Comparative Analysis of Cellulosic Supercapacitors from Waste Paper Sources for Energy Storage Applications

Abstract

Energy storage devices are in demand due to the rise of portable electronics. Polymers are better substitutes for electrode and electrolyte materials as they can withstand mechanical deformations. Waste paper, an inexpensive lignocellulosic biomass, can act as a cellulosic source. This study compares the efficiency of supercapacitors composed of cellulose from waste office paper (OMCC), newspaper (NMCC), and corrugated boxes (CMCC) using chemical treatment. The supercapacitor nanocomposite was made by depositing rGO/ZnO nanowires on cellulose using hydrothermal treatment and press strategies. The SEM showed uniform deposition of rGO/ZnO over cellulose crystals, while EDX confirmed ZnO presence on the cellulose surface. XRD peaks corresponding to rGO and ZnO were observed confirming their presence on the cellulose. Electrochemical impedance spectrometry, galvanic charge-discharge, and cyclic voltammetry were performed.
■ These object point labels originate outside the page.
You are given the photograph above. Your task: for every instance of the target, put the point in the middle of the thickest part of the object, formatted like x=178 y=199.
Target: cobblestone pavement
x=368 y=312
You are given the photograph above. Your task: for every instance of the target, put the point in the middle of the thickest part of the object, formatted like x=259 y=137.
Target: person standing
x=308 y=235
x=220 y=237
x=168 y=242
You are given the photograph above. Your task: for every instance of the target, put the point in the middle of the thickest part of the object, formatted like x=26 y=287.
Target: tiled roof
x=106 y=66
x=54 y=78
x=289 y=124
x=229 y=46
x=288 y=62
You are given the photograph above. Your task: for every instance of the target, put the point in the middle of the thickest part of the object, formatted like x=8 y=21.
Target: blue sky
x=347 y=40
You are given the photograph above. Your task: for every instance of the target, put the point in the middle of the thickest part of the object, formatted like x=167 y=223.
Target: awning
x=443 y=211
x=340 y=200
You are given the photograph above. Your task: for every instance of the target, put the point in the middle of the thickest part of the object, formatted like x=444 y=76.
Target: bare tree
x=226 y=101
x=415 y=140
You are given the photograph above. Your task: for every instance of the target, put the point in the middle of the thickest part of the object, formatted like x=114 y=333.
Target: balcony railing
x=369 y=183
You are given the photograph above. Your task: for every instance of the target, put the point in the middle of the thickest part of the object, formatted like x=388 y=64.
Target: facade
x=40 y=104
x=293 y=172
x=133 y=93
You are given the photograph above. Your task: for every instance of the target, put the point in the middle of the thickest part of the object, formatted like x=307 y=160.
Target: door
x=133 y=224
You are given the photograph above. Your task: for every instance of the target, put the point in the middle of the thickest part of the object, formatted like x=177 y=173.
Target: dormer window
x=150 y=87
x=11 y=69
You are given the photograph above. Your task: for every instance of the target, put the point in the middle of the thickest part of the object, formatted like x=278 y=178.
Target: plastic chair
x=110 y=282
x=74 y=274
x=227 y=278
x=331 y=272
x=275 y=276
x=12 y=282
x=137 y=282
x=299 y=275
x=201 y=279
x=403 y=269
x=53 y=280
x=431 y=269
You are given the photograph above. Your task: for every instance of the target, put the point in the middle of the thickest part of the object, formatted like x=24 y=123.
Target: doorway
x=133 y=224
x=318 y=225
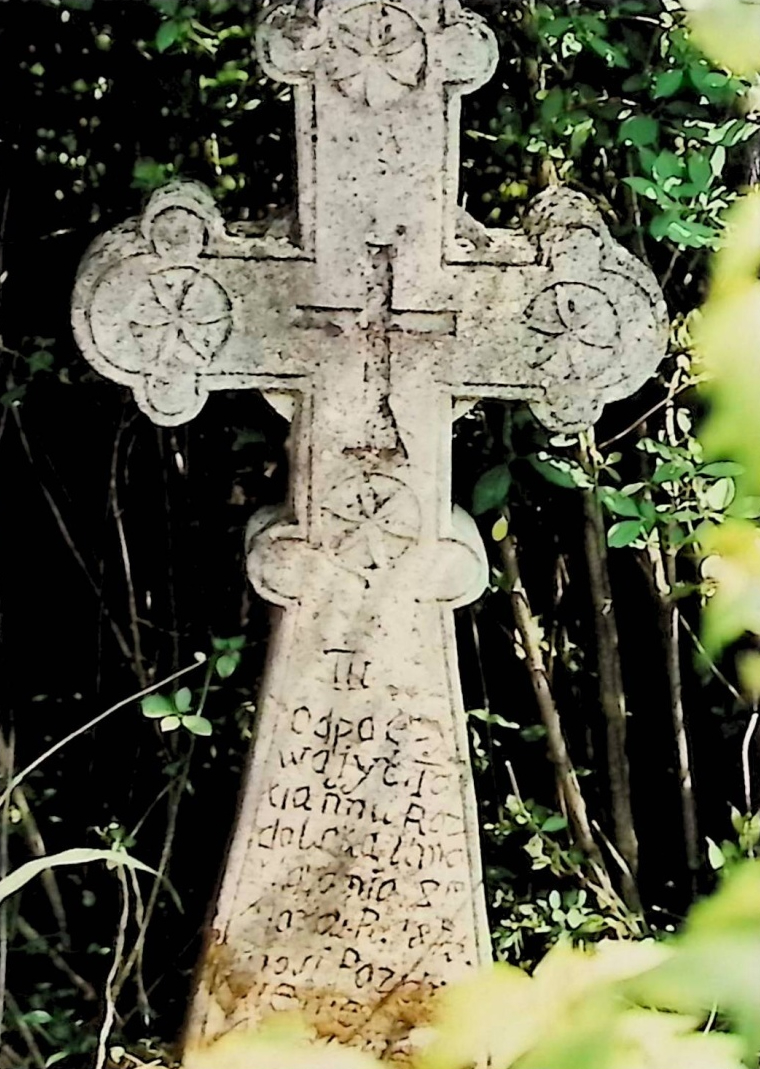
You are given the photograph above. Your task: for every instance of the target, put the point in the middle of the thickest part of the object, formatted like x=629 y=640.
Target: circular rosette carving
x=575 y=323
x=180 y=315
x=155 y=316
x=369 y=521
x=376 y=53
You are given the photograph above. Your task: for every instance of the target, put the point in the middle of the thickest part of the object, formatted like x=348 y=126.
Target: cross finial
x=377 y=92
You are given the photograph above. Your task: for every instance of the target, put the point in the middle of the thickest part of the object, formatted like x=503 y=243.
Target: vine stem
x=19 y=777
x=611 y=694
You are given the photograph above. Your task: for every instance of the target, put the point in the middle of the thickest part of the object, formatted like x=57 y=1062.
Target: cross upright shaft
x=353 y=886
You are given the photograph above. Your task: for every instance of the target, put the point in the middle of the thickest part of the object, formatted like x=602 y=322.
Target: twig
x=549 y=715
x=56 y=959
x=132 y=599
x=65 y=533
x=650 y=412
x=751 y=728
x=118 y=951
x=137 y=950
x=96 y=719
x=3 y=872
x=611 y=693
x=710 y=663
x=35 y=842
x=25 y=1032
x=662 y=579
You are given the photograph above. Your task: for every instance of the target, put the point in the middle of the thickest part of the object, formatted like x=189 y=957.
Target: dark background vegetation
x=122 y=543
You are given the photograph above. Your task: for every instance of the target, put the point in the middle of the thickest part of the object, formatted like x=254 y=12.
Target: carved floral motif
x=376 y=53
x=371 y=520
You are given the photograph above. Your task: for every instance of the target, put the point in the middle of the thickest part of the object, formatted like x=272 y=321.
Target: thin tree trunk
x=663 y=579
x=611 y=693
x=559 y=756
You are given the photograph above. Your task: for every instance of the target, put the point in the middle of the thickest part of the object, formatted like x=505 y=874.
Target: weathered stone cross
x=353 y=886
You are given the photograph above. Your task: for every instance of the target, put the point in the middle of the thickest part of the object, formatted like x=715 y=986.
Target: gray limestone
x=353 y=886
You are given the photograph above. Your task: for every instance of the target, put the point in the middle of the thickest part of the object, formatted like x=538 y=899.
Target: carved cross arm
x=172 y=306
x=584 y=326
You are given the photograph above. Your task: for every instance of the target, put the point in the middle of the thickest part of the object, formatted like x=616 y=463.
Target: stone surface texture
x=353 y=886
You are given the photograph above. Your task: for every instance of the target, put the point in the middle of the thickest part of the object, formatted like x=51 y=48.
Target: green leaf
x=667 y=83
x=720 y=494
x=42 y=360
x=183 y=699
x=639 y=130
x=77 y=855
x=500 y=529
x=10 y=397
x=699 y=170
x=716 y=858
x=553 y=105
x=155 y=706
x=650 y=189
x=227 y=664
x=492 y=489
x=667 y=165
x=624 y=532
x=198 y=725
x=671 y=473
x=722 y=468
x=619 y=504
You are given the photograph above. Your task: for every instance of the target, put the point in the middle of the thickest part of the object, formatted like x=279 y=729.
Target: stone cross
x=353 y=886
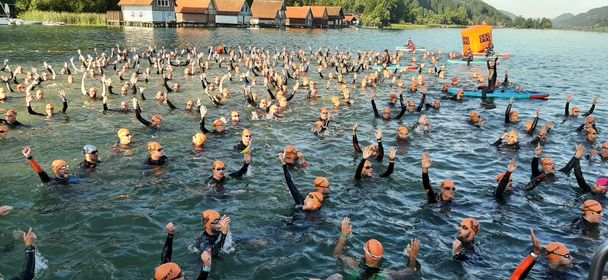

At scan rates below 20 mV/s, all three electrodes functioned effectively in cyclic voltammetry. The NMCC nanocomposite has the highest specific capacitance of 3.607x105 F/g followed by CMCC and OMCC at 1.68x105 F/g and 3.6x104 F/g respectively. Additionally, the current density of NCC nanocomposite was highest (6.14x105 J/m3) in comparison to CMCC nanocomposite (3.35x105 J/m3) and OMCC nanocomposite (7.2x104 J/m3). This biodegradable and cost-effective cellulose/rGO/ZnO supercapacitor can be used in any portable energy storage device.